At the Brookdale gym, however, there are no people hitting each other—only the punching bags.

He and Robertson serve as coaches for residents they’ve convinced to join in the exercise. They advise beginners to go easy and rest between punches. But Cindy Scott, who uses a wheelchair, was not that cautious.

“I brought her down here and she sat and pounded the bag for 30 minutes. She has MS and fights it really hard—she has a great attitude,” Robertson says. He and Lauer also have introduced boxing to Bill Vandenberg, who turns 100 in September, and 95-year-old Helen Mahurin, who walked into the gym with her cane, donned a pair of pink 16-oz. gloves, made some punches and signed up for more sessions. Eleanor Murray describes her boxing experience as invigorating and helpful for improving balance, while Carol Lynn says it’s increased her stamina.

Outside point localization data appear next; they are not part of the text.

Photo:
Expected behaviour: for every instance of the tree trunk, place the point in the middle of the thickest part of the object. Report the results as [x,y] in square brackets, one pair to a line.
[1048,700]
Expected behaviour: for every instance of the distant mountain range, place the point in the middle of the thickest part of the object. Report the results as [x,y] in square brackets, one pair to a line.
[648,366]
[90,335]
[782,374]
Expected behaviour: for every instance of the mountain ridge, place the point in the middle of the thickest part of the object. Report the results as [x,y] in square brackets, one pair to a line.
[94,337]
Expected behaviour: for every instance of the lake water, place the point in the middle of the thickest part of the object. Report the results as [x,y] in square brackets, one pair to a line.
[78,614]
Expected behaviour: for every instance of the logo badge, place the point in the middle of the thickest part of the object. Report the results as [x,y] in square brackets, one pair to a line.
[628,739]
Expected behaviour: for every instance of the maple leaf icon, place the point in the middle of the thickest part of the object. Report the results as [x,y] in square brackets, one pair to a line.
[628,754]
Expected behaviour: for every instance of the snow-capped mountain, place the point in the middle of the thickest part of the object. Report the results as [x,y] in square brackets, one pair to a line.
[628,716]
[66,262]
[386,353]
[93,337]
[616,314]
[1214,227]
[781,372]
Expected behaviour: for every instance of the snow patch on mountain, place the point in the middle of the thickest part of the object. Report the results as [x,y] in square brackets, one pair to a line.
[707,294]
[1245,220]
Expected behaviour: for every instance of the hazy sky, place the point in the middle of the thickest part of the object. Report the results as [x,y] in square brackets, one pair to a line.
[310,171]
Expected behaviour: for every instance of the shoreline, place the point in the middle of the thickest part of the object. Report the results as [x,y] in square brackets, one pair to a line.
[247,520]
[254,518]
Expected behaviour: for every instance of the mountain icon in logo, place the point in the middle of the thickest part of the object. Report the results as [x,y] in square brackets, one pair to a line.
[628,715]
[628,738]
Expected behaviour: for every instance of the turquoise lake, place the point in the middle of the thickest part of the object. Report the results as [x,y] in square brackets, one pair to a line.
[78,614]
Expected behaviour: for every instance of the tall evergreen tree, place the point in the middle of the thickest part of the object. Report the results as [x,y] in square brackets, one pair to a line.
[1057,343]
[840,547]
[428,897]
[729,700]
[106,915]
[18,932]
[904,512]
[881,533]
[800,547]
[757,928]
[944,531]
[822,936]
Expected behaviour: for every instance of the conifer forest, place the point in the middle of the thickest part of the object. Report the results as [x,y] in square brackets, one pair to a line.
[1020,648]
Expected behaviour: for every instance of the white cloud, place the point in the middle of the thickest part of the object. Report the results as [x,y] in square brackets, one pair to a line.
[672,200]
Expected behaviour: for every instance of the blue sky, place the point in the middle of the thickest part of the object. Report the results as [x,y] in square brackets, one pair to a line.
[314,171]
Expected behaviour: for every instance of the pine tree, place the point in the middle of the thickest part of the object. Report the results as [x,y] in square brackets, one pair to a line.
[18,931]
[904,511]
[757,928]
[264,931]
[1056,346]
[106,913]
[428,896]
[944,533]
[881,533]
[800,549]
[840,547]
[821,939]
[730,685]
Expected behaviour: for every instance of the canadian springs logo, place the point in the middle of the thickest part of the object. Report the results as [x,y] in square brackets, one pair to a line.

Such comments are what Robertson likes to hear. “It’s a big relief when you take that first hit and all your problems and tensions flow out,” he says. “This has been so good for me, I want it to be good for everyone.”

He and the Wornall Place staff are talking to other Brookdale facilities in the area to encourage them to add boxing gyms, and he’s got even bigger plans. There are Brookdale communities in 46 states and senior living communities everywhere. “We’re starting with our own group,” he says, “but we want to take it to the world.”

Fighting words, those. The words of a champion.